見守りチーム サブ・マネージャー 加賀山知絵

 
最近、お墓を巡る困りごとが増えています。といっても、いつか自分が入る予定の「お墓」の話ではなく、結果的に継承してしまっているお墓、その墓じまいのお話です。背景には、祭祀承継者が決まっていないことや、墓じまいの方法が不明なまま放置されていることがあります。こうした問題は、残されたご家族に大きな負担となってしまいます。

 「いつかは…」と思いながら、つい後回しになりがちな墓じまい。 けれど、いざ動き出してみると、手続きは多く、時間も手間もかかるものです。
 
 私が関わったある事例でも、印象的な出来事がありました。 ある日、お客様のもとに寺院と霊園から管理費・護持費の滞納通知が届きました。
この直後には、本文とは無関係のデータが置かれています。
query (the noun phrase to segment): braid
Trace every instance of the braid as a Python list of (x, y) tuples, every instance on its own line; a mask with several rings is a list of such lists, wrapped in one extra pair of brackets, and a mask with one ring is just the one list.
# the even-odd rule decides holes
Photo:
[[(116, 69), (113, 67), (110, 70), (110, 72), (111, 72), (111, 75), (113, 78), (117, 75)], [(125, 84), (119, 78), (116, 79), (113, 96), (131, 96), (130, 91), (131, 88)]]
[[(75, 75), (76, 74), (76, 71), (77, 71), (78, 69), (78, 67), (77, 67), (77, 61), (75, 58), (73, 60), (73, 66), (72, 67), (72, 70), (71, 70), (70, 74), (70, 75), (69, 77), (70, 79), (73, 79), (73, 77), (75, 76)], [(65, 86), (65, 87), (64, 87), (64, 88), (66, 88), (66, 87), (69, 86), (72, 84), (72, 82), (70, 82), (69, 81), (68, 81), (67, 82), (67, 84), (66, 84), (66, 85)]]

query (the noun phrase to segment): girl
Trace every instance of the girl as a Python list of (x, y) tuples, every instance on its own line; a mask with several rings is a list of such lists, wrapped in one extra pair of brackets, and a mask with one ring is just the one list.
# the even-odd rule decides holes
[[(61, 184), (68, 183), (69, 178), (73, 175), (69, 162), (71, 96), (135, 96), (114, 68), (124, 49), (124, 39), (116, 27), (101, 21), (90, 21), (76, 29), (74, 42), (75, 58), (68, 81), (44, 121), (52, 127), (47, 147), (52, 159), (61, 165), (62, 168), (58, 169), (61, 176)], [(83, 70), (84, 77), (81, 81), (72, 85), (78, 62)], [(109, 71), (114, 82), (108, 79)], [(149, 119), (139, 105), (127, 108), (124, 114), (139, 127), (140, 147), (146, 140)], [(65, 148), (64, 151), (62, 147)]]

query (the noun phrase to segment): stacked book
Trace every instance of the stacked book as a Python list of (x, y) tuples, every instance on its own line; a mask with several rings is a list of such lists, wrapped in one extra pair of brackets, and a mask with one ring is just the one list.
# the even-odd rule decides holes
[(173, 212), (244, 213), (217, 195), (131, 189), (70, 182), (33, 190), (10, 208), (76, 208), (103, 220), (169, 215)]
「どうしたらよいか」とご相談を受けました。
 まずは寺院と霊園に事情を聞き取り調査。すると、故人が承継していた先祖代々の墓があることが判明。霊園の記録や寺の台帳、実際の墓の状況を照らし合わせ、納骨されている方々を特定した結果、4つの墓に合計17名が納骨されていることがわかりました。
 今後これらすべてを管理していくのは現実的ではないため、お客様は墓を1箇所に統合する決断をされました。 墓石の撤去費用、管理費、名義継承手続き、ひとつずつ丁寧に調査を重ね、最終的に統合先を1つの霊園に決定されました。
 行政手続きも一筋縄ではいきません。改葬許可の取得には多くの書類が必要で、自治体や霊園が代理取得してくれる場合もあれば、自力で集めなければならないこともあります。行政手続きの専門家の力も借りながら、石材店への墓石撤去の依頼、費用の精算、そしてすべてのお骨の改葬を経て、ようやく墓じまいが完了しました。
 少子化の影響もあり、一族の中で「最後に残ったひとり」が墓の管理をするケースは、今後ますます増えていくと感じています。 お墓の管理は、精神的にも経済的にも負担が大きくなりがちです。だからこそ、元気なうちに情報を集め、計画を立てておくことが大切です。
 あるお客様はこうおっしゃいました。 「明日でいいわ、はダメなんだ。先送りにしても大変なだけ。」
 その言葉には、経験からにじみ出る重みがあります。 お墓のことも、将来の財産の引継ぎと同じように、早めに向き合うことで、ご自身にもご家族にも、心のゆとりが生まれます。